I have in fact use photoresistors as laser targets -- again with the RCTIME command.  You may need to shield the sensor and do some auto-calibrating of code (i.e., read sensor on program start-up to know what the ambient light is), but it's not too hard otherwise.
Jon McPhalen
EFX-TEK Hollywood Office

steveo

June 16, 2008, 01:34:39 PM #4 Last Edit: June 16, 2008, 06:40:43 PM by steveo
[UPDATE]
works like a charm!

god i love my micro-controllers. Shooting range?... $10 dollar break beam?... what shall i make...

I bought a photoresistor and a 0.01uf cap at lunch today. Will the wiring work as outlined above?

steveo

Jon,
Any trick I could use to make this work with a prop1?

JonnyMac

Not likely; the circuit is designed for RCTIME (Prop-2) and not compatible with POT (Prop-1); you might be able to come up with a kludge in code, but withe speed of the Prop-1 I don't think it would be very effective.
Jon McPhalen
EFX-TEK Hollywood Office

steveo

No way to make it work using the POT function?

JonnyMac

No, the POT circuit is a series RC and the RCTIME circuit is a parallel RC -- the two processors (BS1 and BS2) work completely differently when it comes to measureing RC.

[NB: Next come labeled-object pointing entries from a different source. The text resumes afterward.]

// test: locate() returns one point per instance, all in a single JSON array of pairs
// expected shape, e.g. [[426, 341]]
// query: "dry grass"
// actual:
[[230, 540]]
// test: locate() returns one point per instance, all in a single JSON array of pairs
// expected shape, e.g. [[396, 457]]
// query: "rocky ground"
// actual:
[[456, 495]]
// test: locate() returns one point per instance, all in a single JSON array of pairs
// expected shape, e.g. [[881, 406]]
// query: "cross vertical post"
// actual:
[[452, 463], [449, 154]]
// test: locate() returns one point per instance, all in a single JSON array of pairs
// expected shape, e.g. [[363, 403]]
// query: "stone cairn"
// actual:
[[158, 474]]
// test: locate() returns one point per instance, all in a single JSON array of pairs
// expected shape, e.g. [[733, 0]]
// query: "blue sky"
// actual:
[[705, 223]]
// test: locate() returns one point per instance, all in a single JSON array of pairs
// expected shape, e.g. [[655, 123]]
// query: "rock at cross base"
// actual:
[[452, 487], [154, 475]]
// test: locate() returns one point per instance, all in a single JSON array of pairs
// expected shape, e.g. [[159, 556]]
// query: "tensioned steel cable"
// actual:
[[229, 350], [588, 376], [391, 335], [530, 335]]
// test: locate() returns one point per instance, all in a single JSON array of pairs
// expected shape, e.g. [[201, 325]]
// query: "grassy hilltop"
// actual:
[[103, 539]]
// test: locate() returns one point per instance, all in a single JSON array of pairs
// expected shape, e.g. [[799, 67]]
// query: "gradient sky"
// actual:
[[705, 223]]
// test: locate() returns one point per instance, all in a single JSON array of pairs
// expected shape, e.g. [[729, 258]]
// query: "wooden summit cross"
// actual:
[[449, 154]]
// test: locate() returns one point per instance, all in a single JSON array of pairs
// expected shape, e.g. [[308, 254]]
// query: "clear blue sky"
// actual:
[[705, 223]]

You could try something like this to simulate the RCTIME function:

RC_TIMER:
  rcVal = 0
  HIGH RcPin
  PAUSE 1
  INPUT RcPin

Measure:
  rcVal = rcVal + 1
  IF RcPin = 1 THEN Measure
  LOW RcPin


The Prop-2 RCTIME function has 2 microsecond resolution -- this routine might be about 300 microseconds in resoltuion; not good, but you might want to give it a try for grins.
 
Jon McPhalen
EFX-TEK Hollywood Office

steveo

Thanks Jon,
I'll give it a shot and let you know.